General information
- Type: Single-seat light monoplane
- Manufacturer: Hendy Aircraft Company
- Designer: Basil Henderson
- Number built: 1

History
- Manufactured: 1929
- Introduction date: 1929
- First flight: 1929
- Retired: 1940

= Hendy Hobo =

The Hendy 281 Hobo was a British single-seat light monoplane designed by Basil B. Henderson and built by the Hendy Aircraft Company at Shoreham Airport in 1929. Only one aircraft was built, registered G-AAIG, and first flown in October 1929 by Edgar Percival.

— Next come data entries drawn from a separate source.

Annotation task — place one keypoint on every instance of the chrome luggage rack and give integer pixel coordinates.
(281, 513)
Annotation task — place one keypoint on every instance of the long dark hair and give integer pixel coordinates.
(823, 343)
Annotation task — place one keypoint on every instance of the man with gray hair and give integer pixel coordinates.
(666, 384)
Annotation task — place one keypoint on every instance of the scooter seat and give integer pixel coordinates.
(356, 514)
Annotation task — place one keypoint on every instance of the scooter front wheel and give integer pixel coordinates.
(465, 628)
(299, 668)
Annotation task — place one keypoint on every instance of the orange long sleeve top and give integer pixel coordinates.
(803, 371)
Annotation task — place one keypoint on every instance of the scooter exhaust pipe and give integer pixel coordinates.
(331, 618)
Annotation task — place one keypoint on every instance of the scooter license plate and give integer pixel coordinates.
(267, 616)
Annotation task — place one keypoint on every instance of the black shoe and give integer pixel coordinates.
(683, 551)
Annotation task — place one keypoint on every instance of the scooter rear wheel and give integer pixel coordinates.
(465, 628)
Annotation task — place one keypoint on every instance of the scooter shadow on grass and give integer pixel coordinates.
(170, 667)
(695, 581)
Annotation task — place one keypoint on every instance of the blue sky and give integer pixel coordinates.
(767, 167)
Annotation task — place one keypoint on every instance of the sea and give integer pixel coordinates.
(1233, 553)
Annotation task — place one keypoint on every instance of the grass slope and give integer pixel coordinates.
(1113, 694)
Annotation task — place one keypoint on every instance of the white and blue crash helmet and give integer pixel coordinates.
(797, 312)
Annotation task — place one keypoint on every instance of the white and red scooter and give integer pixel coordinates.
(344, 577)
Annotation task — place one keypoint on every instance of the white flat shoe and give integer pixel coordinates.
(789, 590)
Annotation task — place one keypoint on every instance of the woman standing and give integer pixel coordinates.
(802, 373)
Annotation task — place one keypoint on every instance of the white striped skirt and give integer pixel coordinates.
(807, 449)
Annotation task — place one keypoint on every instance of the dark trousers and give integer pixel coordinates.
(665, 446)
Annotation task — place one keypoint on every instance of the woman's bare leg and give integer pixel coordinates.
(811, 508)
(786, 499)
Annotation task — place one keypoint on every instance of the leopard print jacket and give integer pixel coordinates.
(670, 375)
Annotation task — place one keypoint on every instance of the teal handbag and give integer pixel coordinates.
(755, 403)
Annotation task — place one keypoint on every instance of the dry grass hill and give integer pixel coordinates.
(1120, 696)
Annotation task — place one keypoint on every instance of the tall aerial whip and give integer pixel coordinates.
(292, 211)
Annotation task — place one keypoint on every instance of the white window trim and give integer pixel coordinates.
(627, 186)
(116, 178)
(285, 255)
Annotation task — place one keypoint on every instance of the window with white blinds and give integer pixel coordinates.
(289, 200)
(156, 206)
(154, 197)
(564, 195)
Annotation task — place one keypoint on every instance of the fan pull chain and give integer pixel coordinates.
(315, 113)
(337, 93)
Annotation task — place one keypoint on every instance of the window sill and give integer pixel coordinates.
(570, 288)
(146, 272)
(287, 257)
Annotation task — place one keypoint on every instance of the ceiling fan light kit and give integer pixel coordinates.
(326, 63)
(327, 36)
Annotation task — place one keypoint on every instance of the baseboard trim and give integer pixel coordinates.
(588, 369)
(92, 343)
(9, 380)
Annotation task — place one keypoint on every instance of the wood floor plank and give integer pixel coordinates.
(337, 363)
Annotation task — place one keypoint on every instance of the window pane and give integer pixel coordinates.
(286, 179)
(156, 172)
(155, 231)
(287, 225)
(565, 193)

It was a small low-wing cantilever monoplane with a fixed tailskid landing gear and powered by a 35 hp ABC Motors Scorpion II engine. It was rebuilt in 1934 with a 90 hp Pobjoy Cataract, mass balance ailerons and a modified landing gear.

==Operational life==
Under the ownership of Lord Patrick Stuart it was entered in many races in the 1930s and in 1934 won a race between Hatfield and Cardiff at 125.4 mph.
In the summer months of 1935 the Hendy Hobo was operated out of Hall Caine Airport, Isle of Man. Under the control of Flight lieutenant R. Duncanson, a former Chief Flying Instructor at the London Air Park and who had recently set up a flying school at Hall Caine. The Hendy Hobo captivated visitors and locals alike by performing a series of aerobatics over Ramsey Bay.

==Loss==
On 30 August 1940 it was destroyed by German bombing at Lympne Aerodrome.